2. Hukuk Dairesi Esas No: 2006/10520 Karar No: 2006/17793
Yargıtay 2. Hukuk Dairesi 2006/10520 Esas 2006/17793 Karar Sayılı İlamı
Özet:
Davacı koca, davalı kadını sürekli dövdüğü ve birlik görevlerini yerine getirmediği gerekçesiyle boşanma davası açmıştır. Ancak, maddi bir hadisenin kanıtlanmadığı ve boşanmaya neden olan olaylarda davacı kocanın tamamen kusurlu olduğu anlaşılmıştır. Türk Medeni Kanunu'nun 166. maddesine göre, boşanmayı isteyebilmek için tamamen kusursuz olmaya gerek olmadığı belirtilmiş ve davalının az da olsa kusurunun belirlenmesi gerektiği vurgulanmıştır. Mevcut olaylara göre, evlilik birliğinin temelinden sarsıldığı ancak bu durumun tamamen davacının tutum ve davranışlarından kaynaklandığı belirtilmiştir. Bu nedenle, mahkemenin boşanma kararı vermesi usul ve kanuna aykırı bulunmuştur.

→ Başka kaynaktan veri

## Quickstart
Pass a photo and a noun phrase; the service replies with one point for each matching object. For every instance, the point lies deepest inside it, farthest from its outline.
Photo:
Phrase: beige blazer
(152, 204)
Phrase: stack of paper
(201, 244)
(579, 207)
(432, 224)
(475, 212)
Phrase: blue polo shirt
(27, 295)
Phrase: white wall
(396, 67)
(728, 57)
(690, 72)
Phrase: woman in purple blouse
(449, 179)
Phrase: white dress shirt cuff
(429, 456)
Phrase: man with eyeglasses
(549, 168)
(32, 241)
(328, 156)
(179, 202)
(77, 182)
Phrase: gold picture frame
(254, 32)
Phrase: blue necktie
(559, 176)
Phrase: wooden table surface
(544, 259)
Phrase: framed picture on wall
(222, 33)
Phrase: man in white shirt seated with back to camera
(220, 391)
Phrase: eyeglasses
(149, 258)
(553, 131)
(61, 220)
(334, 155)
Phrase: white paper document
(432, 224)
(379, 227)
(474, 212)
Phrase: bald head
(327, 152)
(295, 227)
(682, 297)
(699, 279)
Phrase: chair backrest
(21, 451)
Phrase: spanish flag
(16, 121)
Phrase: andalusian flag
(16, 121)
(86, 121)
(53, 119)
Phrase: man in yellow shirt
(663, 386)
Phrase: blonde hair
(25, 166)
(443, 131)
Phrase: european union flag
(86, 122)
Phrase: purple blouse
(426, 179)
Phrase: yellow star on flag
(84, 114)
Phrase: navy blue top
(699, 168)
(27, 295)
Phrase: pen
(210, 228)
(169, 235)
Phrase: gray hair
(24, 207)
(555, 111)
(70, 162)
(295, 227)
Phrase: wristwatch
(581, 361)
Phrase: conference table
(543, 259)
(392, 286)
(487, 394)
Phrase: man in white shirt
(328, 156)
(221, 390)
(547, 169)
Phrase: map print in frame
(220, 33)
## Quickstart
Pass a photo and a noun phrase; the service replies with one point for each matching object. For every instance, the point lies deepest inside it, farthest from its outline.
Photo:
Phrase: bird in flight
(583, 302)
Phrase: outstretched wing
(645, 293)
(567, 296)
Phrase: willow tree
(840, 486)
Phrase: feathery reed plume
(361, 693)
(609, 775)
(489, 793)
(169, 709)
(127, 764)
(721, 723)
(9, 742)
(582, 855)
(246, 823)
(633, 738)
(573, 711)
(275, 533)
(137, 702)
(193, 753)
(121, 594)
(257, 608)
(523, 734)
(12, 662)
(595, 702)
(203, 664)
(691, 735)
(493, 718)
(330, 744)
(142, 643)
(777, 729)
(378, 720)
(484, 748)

Kararda geçen kanun maddeleri: Türk Medeni Kanunu'nun 166. maddesi.
2. Hukuk Dairesi 2006/10520 E. , 2006/17793 K.
"İçtihat Metni"
MAHKEMESİ ... A.H. (Aile) Mahkemesi DAVA TÜRÜ : Boşanma
Taraflar arasındaki davanın yapılan muhakemesi sonunda mahalli mahkemece verilen ve yukarıda tarih numarası gösterilen hüküm temyiz edilmekle evrak okunup gereği görüşülüp düşünüldü. Toplanan delillerden davacı kocanın davalı kadını sürekli dövdüğü, birlik görevlerini yerine getirmediği, davalı kadından kaynaklanan boşanmaşı gerektirir maddi bir hadisenin kanıtlanmadığı anlaşılmıştır. Boşanmaya neden olan olaylarda davacı koca tamamen kusurludur.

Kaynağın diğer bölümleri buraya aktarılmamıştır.